Shareholders’ dilemma

To gauge shareholder mood, you would also analyze the movement of its stock.

When early signs of the proposed Fintech separation emerged, which were first reported by Daily Monitor in early 2025, MTN’s stock had surged from its IPO price of Shs200 to Shs290 by January.

But the mood has since shifted. As concerns over transparency and minority shareholder protections grow. 

By June 30, the stock had retreated to Shs261.06, still above the IPO price, but this erased roughly Shs600m in market value.

Whereas, this could be a small pointer, it tells the mode of some shareholders.

Yet to some, like Kenneth Legesi, the Ortus Africa Capital chief executive officer, the move is strategic, and he believes separating the mobile money unit is essential to unlock its true worth.

“Today, MTN Uganda stock is a bundle - the telecom and Fintech together,” says Legesi. “But once mobile money is carved out, that bundled value disappears. Reclaiming it could take three to five years - until the Trust dissolves and the new FinCo lists.”

By spinning off mobile money, MTN is aligning with the Group’s broader Fintech ambitions - scaling fast, attracting global investors.

MTN, under the 2021 National Payment Systems Act, had already separated mobile money from the telecommunications operations.

But the new ambition seeks to create an entirely separate entity, whose financials are not just a line in the MTN Uganda results.

It will be an entirely different entity under a new reporting line under the Fintech arm.

But without guarantees around listing or revenue-sharing, some shareholders are uncomfortable with the whole arrangement.

Currently, Fintech revenues still flow into MTN Uganda’s books, boosting dividends.

But once separated, will those profits still benefit listed shareholders, or be ring-fenced for institutions? 

It’s a structural dilemma

Telecoms are slow, asset-heavy, and regulated like utilities. 
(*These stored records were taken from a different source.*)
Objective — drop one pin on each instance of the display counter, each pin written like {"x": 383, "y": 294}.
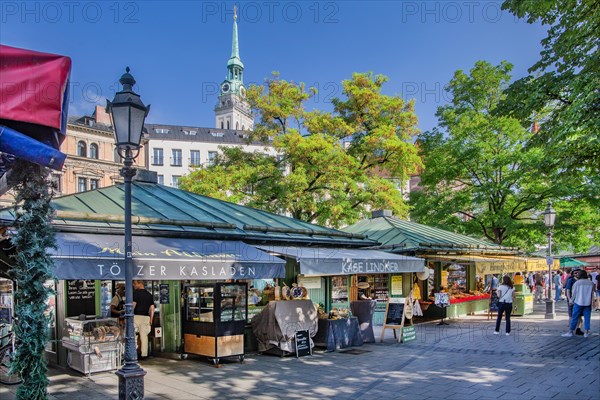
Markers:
{"x": 92, "y": 345}
{"x": 364, "y": 310}
{"x": 338, "y": 333}
{"x": 459, "y": 307}
{"x": 214, "y": 320}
Fintechs are fast, asset-light, and tightly regulated on data and cybersecurity.

To compete, they need agility - to partner with global players like Visa or PayPal, and to move at startup speed. Being tied to a listed telecom can stifle this. 

This isn’t just MTN’s turning point—it’s a litmus test for Africa’s capital markets.

Can retail investors in frontier markets share fairly in tech growth? Or will they keep holding infrastructure while the upside flies offshore?